Kim Wilde, so sultry and cool and self-assured on her carefully constructed video clips, admitted she had doubts. After conquering the charts around the wold with ‘Kids in America’, and chasing that dream debut with the haunting ‘Cambodia’, she has to face the fact that she has not been tested in front of a paying audience.
The ability to handle it may be in her genes, anyway. Her father, Marty was wowing the crowds with his performances of hits suc has ‘Teenager in love’ back in the early ’60s. ‘I don’t feel it all the time, but I have bouts of being nervous’, Wilde, in grey jogging shorts, white T-shirt and trainer shoes, said from Knebworth, a village outside London. ‘You have to spend so much time organising. Sometimes I feel fine other times I think I’ll have a nervous breakdown. But I’m very confident about it mostly, otherwise I wouldn’t try it.’
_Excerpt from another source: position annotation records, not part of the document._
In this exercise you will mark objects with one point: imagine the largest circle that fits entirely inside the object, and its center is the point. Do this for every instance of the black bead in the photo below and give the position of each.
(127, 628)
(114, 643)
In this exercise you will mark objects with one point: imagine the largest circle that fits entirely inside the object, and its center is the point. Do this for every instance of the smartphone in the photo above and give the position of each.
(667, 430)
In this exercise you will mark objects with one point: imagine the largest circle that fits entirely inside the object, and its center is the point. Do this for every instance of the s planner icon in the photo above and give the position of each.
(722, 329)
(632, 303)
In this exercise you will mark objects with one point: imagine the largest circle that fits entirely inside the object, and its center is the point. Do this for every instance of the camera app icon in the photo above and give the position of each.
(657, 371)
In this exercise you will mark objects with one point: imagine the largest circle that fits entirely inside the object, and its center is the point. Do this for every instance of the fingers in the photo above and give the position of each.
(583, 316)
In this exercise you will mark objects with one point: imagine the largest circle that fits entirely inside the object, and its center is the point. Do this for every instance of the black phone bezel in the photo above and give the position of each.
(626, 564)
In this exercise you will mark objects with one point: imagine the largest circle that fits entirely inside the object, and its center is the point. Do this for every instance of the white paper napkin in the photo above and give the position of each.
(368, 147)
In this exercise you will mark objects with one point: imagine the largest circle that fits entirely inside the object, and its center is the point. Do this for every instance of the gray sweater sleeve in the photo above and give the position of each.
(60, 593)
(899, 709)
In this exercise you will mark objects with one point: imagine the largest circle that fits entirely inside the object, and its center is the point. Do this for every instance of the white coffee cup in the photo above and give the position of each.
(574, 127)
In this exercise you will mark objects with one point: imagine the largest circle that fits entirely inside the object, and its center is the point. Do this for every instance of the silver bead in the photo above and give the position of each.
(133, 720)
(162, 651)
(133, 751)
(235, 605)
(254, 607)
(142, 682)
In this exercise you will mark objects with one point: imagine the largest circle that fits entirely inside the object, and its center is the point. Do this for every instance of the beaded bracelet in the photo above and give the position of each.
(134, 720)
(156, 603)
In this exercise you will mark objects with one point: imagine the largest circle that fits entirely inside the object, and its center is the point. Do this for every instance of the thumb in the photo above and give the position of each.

She may play keyboards on her first tour – of the UK in October – but is not anxious to get too caught up in the instrumentation. ‘I think the audience wants to see as much of me as they can’. Wilde wants to take her road show to all the countries where her records have taken off ‘and that’s an awful lot.’
Fame, she claims, has not made her big-headed. But it has exposed her to the mysterious, wonderful world of show-business gossip and derange rumours. An Adelaide radio report alleged Rolling Stone Mick Jagger had made a pass at 21-year-old Wilde in a London nightclub disco recently. The story went that Wilde rejected the balletic but middle-aged vocalist, pointing to her three musicmen sitting at a nearby table.
‘No, that’s not true’, she said, almost breaking into a giggle. ‘One, I don’t go to nightclubs, two, I don’t have any bodyguards, and three, I’ve never met Jagger.’ So, just say His Satanic Majesty did make a request? ‘I’d have a look in my diary to see if I was busy or not.’ Sure, romance has failed her ‘once or twice’, but ‘I’m not broken-hearted now.’
True, her ambition to have dinner with Elvis Costello has yet to be realised. ‘I don’t really have a crush on him’, she said, giggling this time. ‘I just think he’s a mammoth talent, I admire him very much.’ Oe of the hardest parts has always been the way others saw her as the child of a famous pop star, living in splendid isolation above the ordinary folk. ‘It’s not easy to try to be like everybody else’, Wilde started. ‘It takes a lot of time to come to terms with who you are, to cope with being a star’s daughter, perhaps living in a bigger house than your best friend.’
She will never forget how one small boy stood up in class at school and asked her to explain, in front of everybody, how she had the right to live in a beautiful house outside the village when he had to live in a smaller one inside the village. ‘It was very confusing for a 10-year-old’, Wilde said. She still lives at home with her mother, Joyce, who manages her, ‘gets me to the dentist on time’, and her father, who writes her material with producer-brother Ricky.
Of her dad ,who beat a booze problem and is making a comeback, she said: ‘I’ve watched him when times were good and when they were not so good. I’ve seen strange things.’
She is kept so busy that she usually just wants to fall into bed at the end of each day. But when she can, she makes a point of seeing the same crowd of friends she has always had. ‘My relationships haven’t changed in any way’, Wilde said. ‘My friends are very protective. They don’t hassle me or ask me for autographs, which would be the easy thing to do.’
in the future, she would like to try a movie. Lack of acting experience is no obstacle she says, using ‘One flew over the cuckoo’s nest’ as an example. ‘There were very few trained actors in that’, she pointed out. ‘Learning to act is not necessarily all that good.’
Wilde does worry that people will limit her to being just another singer in a rock ‘n’ roll band. ‘There are lots of things I’d like to do, it’s just up to me to prove that I can’, she said. There are lot of sceptics who say she won’t make it in concert. ‘I’m mentally prepared, but not physically’, she added. ‘My big worry is that I’ll be so excited that I won’t be able to sing.’